Di certo qualcosa di “strano” accadde nella notte del 27 giugno 1980 nei cieli di Ustica; un evento di estrema gravità che coinvolse forze militari straniere (si ipotizza il coinvolgimento di velivoli statunitensi, francesi e libici) e che a farne le spese furono gli 81 passeggeri a bordo del DC-9 Itavia.
Insomma, un vero e proprio “atto di guerra di fatto e non dichiarata” o meglio “un’operazione di polizia internazionale coperta, contro il nostro Paese, di cui sono stati violati i confini e i diritti” come argomentò il Giudice Istruttore Rosario Priore nel 1999 nel rinviare giudizio quasi 70 persone tra ufficiali e generali dell’Aeronautica Militare con l’accusa di “una sistematica distruzione di prove in esecuzione di un preciso progetto, che doveva impedire ogni ricostruzione dei fatti” (rinvio a giudizio del 31/08/1999).
Quale l’accusa mossa contro gli ufficiali dell’Aeronautica Militare?
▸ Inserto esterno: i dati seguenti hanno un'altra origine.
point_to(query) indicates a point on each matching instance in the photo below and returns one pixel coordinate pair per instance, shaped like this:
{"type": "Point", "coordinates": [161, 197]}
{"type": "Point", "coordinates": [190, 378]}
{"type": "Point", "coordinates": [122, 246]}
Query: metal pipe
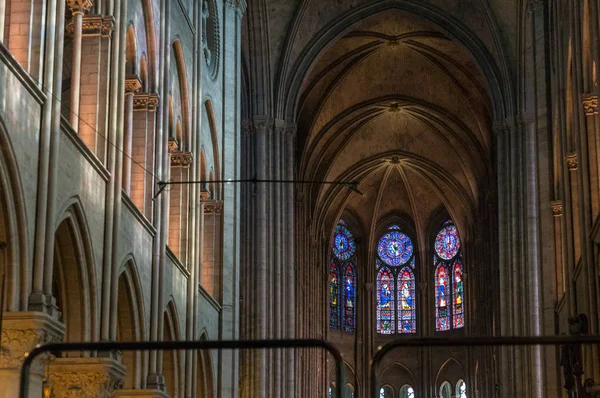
{"type": "Point", "coordinates": [182, 345]}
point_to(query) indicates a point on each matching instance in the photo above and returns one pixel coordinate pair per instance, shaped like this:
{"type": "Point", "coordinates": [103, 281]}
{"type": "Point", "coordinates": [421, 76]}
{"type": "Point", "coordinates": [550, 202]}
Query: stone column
{"type": "Point", "coordinates": [22, 332]}
{"type": "Point", "coordinates": [78, 8]}
{"type": "Point", "coordinates": [84, 377]}
{"type": "Point", "coordinates": [132, 86]}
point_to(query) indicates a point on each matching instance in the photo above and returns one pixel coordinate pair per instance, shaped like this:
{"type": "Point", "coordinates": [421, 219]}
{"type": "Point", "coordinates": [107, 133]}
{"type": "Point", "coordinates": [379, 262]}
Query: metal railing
{"type": "Point", "coordinates": [471, 342]}
{"type": "Point", "coordinates": [184, 345]}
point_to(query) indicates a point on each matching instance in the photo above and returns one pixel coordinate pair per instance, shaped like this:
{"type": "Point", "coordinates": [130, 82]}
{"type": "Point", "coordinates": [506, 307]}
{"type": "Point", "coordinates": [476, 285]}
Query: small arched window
{"type": "Point", "coordinates": [342, 280]}
{"type": "Point", "coordinates": [407, 392]}
{"type": "Point", "coordinates": [449, 283]}
{"type": "Point", "coordinates": [396, 299]}
{"type": "Point", "coordinates": [461, 389]}
{"type": "Point", "coordinates": [386, 392]}
{"type": "Point", "coordinates": [445, 390]}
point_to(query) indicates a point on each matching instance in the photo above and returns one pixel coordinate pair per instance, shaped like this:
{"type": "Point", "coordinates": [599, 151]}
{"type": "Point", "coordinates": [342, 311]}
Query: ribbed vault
{"type": "Point", "coordinates": [398, 106]}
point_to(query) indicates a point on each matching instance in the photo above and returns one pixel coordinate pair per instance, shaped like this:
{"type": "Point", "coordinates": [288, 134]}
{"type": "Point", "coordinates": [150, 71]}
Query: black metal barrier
{"type": "Point", "coordinates": [472, 342]}
{"type": "Point", "coordinates": [184, 345]}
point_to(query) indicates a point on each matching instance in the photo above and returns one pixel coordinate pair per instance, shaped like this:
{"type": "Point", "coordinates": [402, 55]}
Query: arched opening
{"type": "Point", "coordinates": [130, 325]}
{"type": "Point", "coordinates": [171, 362]}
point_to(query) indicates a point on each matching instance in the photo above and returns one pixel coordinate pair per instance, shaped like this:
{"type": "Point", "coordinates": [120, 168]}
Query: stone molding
{"type": "Point", "coordinates": [590, 104]}
{"type": "Point", "coordinates": [556, 208]}
{"type": "Point", "coordinates": [572, 161]}
{"type": "Point", "coordinates": [84, 377]}
{"type": "Point", "coordinates": [22, 332]}
{"type": "Point", "coordinates": [132, 84]}
{"type": "Point", "coordinates": [181, 159]}
{"type": "Point", "coordinates": [80, 6]}
{"type": "Point", "coordinates": [145, 102]}
{"type": "Point", "coordinates": [213, 207]}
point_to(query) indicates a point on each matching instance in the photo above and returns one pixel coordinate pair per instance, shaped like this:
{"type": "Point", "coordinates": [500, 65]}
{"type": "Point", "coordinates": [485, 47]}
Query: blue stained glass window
{"type": "Point", "coordinates": [395, 248]}
{"type": "Point", "coordinates": [334, 313]}
{"type": "Point", "coordinates": [385, 301]}
{"type": "Point", "coordinates": [406, 302]}
{"type": "Point", "coordinates": [343, 244]}
{"type": "Point", "coordinates": [349, 298]}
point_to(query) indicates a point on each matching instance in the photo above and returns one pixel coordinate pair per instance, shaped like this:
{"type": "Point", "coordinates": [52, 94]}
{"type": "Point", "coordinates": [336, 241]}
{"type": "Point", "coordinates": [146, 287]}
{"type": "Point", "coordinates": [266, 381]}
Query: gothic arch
{"type": "Point", "coordinates": [451, 371]}
{"type": "Point", "coordinates": [73, 261]}
{"type": "Point", "coordinates": [172, 361]}
{"type": "Point", "coordinates": [497, 76]}
{"type": "Point", "coordinates": [204, 377]}
{"type": "Point", "coordinates": [130, 322]}
{"type": "Point", "coordinates": [13, 228]}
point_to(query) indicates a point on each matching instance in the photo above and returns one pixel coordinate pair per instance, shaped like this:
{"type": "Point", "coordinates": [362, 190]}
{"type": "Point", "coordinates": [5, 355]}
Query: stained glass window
{"type": "Point", "coordinates": [342, 280]}
{"type": "Point", "coordinates": [343, 243]}
{"type": "Point", "coordinates": [449, 280]}
{"type": "Point", "coordinates": [386, 392]}
{"type": "Point", "coordinates": [458, 296]}
{"type": "Point", "coordinates": [442, 294]}
{"type": "Point", "coordinates": [334, 307]}
{"type": "Point", "coordinates": [385, 301]}
{"type": "Point", "coordinates": [349, 295]}
{"type": "Point", "coordinates": [396, 299]}
{"type": "Point", "coordinates": [406, 301]}
{"type": "Point", "coordinates": [407, 392]}
{"type": "Point", "coordinates": [461, 389]}
{"type": "Point", "coordinates": [395, 248]}
{"type": "Point", "coordinates": [445, 390]}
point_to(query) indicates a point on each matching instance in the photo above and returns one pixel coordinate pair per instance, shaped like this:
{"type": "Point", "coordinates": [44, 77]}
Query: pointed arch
{"type": "Point", "coordinates": [204, 376]}
{"type": "Point", "coordinates": [172, 360]}
{"type": "Point", "coordinates": [14, 259]}
{"type": "Point", "coordinates": [386, 316]}
{"type": "Point", "coordinates": [130, 322]}
{"type": "Point", "coordinates": [73, 274]}
{"type": "Point", "coordinates": [407, 301]}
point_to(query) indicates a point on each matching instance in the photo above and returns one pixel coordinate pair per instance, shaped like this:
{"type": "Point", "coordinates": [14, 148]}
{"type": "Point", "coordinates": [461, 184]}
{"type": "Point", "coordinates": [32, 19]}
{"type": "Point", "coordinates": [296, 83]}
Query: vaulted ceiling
{"type": "Point", "coordinates": [400, 107]}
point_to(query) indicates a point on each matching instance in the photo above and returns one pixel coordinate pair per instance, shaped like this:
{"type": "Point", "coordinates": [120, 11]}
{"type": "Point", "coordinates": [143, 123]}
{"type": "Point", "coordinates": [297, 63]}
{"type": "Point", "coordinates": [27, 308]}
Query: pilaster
{"type": "Point", "coordinates": [22, 332]}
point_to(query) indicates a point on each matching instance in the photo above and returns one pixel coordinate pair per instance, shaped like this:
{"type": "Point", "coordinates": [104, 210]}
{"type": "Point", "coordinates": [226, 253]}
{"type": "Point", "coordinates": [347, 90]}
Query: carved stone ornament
{"type": "Point", "coordinates": [213, 207]}
{"type": "Point", "coordinates": [572, 161]}
{"type": "Point", "coordinates": [145, 102]}
{"type": "Point", "coordinates": [590, 104]}
{"type": "Point", "coordinates": [181, 159]}
{"type": "Point", "coordinates": [95, 25]}
{"type": "Point", "coordinates": [173, 144]}
{"type": "Point", "coordinates": [84, 377]}
{"type": "Point", "coordinates": [556, 208]}
{"type": "Point", "coordinates": [132, 84]}
{"type": "Point", "coordinates": [22, 332]}
{"type": "Point", "coordinates": [80, 6]}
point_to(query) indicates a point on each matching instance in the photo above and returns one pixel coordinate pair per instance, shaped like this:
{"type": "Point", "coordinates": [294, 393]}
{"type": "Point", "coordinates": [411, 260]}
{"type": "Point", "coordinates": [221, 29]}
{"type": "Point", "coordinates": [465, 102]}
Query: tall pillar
{"type": "Point", "coordinates": [78, 8]}
{"type": "Point", "coordinates": [132, 86]}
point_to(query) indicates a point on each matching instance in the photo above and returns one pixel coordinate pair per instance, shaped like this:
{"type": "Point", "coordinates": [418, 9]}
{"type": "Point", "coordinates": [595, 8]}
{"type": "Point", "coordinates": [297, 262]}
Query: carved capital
{"type": "Point", "coordinates": [84, 377]}
{"type": "Point", "coordinates": [95, 25]}
{"type": "Point", "coordinates": [132, 84]}
{"type": "Point", "coordinates": [181, 159]}
{"type": "Point", "coordinates": [556, 208]}
{"type": "Point", "coordinates": [173, 145]}
{"type": "Point", "coordinates": [572, 161]}
{"type": "Point", "coordinates": [590, 104]}
{"type": "Point", "coordinates": [145, 102]}
{"type": "Point", "coordinates": [204, 194]}
{"type": "Point", "coordinates": [79, 6]}
{"type": "Point", "coordinates": [213, 207]}
{"type": "Point", "coordinates": [22, 332]}
{"type": "Point", "coordinates": [238, 5]}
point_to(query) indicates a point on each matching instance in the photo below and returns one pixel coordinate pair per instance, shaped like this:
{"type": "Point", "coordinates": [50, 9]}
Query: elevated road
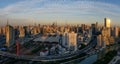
{"type": "Point", "coordinates": [50, 58]}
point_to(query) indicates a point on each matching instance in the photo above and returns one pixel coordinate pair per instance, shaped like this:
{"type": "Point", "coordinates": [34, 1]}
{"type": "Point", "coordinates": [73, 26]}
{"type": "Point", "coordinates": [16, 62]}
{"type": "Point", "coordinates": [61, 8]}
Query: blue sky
{"type": "Point", "coordinates": [25, 12]}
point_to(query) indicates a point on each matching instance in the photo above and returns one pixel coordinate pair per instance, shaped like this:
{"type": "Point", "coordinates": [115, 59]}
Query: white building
{"type": "Point", "coordinates": [70, 40]}
{"type": "Point", "coordinates": [107, 22]}
{"type": "Point", "coordinates": [116, 30]}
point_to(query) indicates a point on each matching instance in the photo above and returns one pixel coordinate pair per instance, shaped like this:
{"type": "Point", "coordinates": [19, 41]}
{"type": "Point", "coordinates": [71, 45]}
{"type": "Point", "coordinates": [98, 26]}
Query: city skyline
{"type": "Point", "coordinates": [49, 11]}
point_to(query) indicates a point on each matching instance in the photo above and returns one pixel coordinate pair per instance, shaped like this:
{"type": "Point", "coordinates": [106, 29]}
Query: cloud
{"type": "Point", "coordinates": [47, 8]}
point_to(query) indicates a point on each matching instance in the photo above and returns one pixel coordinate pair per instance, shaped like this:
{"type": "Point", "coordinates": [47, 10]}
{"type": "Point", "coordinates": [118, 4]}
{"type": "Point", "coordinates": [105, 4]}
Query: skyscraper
{"type": "Point", "coordinates": [70, 40]}
{"type": "Point", "coordinates": [21, 32]}
{"type": "Point", "coordinates": [9, 35]}
{"type": "Point", "coordinates": [107, 22]}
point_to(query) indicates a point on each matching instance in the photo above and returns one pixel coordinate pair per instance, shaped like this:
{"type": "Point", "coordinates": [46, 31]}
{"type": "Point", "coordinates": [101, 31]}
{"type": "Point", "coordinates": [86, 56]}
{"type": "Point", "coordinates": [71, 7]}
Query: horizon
{"type": "Point", "coordinates": [19, 12]}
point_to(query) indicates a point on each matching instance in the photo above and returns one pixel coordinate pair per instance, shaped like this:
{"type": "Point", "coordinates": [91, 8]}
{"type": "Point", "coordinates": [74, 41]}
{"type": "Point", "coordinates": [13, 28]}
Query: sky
{"type": "Point", "coordinates": [25, 12]}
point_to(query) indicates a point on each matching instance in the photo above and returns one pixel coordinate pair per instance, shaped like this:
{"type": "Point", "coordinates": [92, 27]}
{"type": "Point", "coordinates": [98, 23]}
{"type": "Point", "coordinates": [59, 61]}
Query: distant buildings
{"type": "Point", "coordinates": [10, 37]}
{"type": "Point", "coordinates": [21, 32]}
{"type": "Point", "coordinates": [70, 40]}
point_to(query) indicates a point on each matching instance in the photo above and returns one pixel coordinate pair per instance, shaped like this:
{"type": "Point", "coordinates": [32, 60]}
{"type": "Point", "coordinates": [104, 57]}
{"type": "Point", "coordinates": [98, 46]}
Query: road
{"type": "Point", "coordinates": [50, 58]}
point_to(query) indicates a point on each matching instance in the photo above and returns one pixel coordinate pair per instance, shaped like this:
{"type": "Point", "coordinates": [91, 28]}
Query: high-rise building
{"type": "Point", "coordinates": [0, 30]}
{"type": "Point", "coordinates": [9, 35]}
{"type": "Point", "coordinates": [116, 30]}
{"type": "Point", "coordinates": [21, 32]}
{"type": "Point", "coordinates": [99, 41]}
{"type": "Point", "coordinates": [70, 40]}
{"type": "Point", "coordinates": [107, 22]}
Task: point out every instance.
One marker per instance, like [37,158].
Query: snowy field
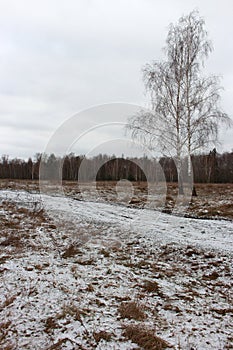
[86,275]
Alto tradimento, o attentato contro organi costituzionali, come più precisamente stabilito dal Codice Penale all’art. 289, posto che costoro hanno compiuto “atti diretti a turbare le attribuzioni del goveno mediante la trasmissione di false informazioni sul coinvolgimento di altri aerei nel disastro aereo del 27 giugno 1980” (Cass. Sent. n. 9174/2007)
Tale tesi accusatoria, tuttavia, dopo essere stata disattesa il 15 dicembre 2005 dalla Corte d’Appello di Roma con l’assoluzione degli alti militari con la formula “perché il fatto non sussiste”, trovò la sua irreversibile caducazione in Cassazione che nel 2007 dichiarò l’inammissibilità del ricorso della Procura Generale assolvendo in via definitiva gli imputati e precludendo in questo modo la possibilità di chiedere almeno un risarcimento per via giudiziaria.
Insomma, oltre il danno la beffa. Di certo ciò che resta di questa amara vicenda è la sconfitta della magistratura che non è riuscita a dare un nome agli ignoti gli autori di questa immane strage; ma non solo: non se ne è compresa nemmeno la ragione.
Accanto all’impossibilità comprensibilissima per i familiari di “archiviare” il dolore per la perdita inspiegabile dei loro cari continuano ad affollarsi nella coscienza della società civile le domande di sempre: chi?, come?, perché?
“Mille aghi nella mente, niente mai risposte” (Naso di falco, Claudio Baglioni).